Comparisons of cellobiose fermentation using strain D452-2 with the original (P _PGK1 -driven cdt-1 and gh1-1a ) and optimized (P _TDH3 -driven cdt-1 and P _CCW12 -driven gh1-1a ) cellobiose-utilizing pathways and transcription factor (TF) mutants. (A) Cellobiose-consumption rates and ethanol productivities with strains expressing the original and optimized cellobiose-utilization pathways, and also either overexpressing SUT1 or harboring a hap4 deletion. For details of the strains, see Additional file 4: Table S1. (B) Fermentation times of the strains in (A). (C) Comparisons of cellobiose-consumption rates and ethanol productivities with WT D452-2 or D452-2 (hap4Δ) expressing the optimized cellobiose-utilization pathway, and additionally overexpressing SUT1 and/or DAL80. (D) Fermentation times of the strains in (C), defined as the time when ethanol reached its maximum titer.
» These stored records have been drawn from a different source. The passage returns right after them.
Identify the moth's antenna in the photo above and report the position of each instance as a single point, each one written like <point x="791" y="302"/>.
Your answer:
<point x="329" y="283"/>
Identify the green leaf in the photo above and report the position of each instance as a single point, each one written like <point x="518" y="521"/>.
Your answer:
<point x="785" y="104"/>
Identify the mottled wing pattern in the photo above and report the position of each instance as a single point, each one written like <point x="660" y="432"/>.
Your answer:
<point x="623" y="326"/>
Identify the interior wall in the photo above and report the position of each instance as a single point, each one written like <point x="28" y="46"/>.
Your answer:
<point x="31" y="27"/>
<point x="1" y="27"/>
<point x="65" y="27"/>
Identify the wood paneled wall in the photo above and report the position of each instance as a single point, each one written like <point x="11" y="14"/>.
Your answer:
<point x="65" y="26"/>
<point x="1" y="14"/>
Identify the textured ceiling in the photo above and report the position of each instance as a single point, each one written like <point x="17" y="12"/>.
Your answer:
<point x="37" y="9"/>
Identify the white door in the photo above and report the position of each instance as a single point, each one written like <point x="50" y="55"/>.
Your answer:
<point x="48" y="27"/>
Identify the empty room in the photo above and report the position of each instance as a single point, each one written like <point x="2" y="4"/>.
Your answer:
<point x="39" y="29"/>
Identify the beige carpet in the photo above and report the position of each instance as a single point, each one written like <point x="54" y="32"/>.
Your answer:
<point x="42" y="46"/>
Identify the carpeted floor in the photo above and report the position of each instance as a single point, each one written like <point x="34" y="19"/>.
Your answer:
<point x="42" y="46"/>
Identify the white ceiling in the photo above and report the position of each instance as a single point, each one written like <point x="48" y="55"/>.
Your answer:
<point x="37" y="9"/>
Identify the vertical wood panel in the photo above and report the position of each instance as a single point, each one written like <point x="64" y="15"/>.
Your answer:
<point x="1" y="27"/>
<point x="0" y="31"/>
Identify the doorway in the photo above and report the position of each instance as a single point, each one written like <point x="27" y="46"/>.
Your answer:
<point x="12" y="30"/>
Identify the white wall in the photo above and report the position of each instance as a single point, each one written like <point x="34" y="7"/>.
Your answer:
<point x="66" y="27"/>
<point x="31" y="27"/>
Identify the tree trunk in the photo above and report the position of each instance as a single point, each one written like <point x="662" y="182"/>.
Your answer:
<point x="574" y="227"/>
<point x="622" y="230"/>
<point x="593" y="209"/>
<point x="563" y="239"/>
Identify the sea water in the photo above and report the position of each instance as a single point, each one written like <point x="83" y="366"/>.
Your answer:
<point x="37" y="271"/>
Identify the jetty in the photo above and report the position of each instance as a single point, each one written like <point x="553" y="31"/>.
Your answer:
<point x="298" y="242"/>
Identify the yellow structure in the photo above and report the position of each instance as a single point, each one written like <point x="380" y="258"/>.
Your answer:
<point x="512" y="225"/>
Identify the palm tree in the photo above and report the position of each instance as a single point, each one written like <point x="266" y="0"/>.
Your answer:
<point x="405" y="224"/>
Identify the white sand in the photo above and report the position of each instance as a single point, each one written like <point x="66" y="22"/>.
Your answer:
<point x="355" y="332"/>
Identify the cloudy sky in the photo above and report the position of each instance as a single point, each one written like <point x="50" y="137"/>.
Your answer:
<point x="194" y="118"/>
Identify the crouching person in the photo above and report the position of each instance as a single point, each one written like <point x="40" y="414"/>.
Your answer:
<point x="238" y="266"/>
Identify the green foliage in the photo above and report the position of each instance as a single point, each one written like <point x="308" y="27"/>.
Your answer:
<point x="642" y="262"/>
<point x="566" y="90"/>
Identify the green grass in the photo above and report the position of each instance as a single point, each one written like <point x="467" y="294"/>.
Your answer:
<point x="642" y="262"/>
In all experiments in (A–D), an initial OD₆₀₀ of 20 was used. Data represent the mean and standard error of triplicate cultures on each source. Statistical analysis in (A) and (C) was performed using two-way ANOVA (with strains and fermentation rate including q_smax and P_EtOH as the factors) followed by Tukey’s multiple-comparison posttest (***P < 0.001). Statistical analysis in (B) and (D) was performed using one-way ANOVA followed by Tukey’s multiple-comparison posttest (***P < 0.001).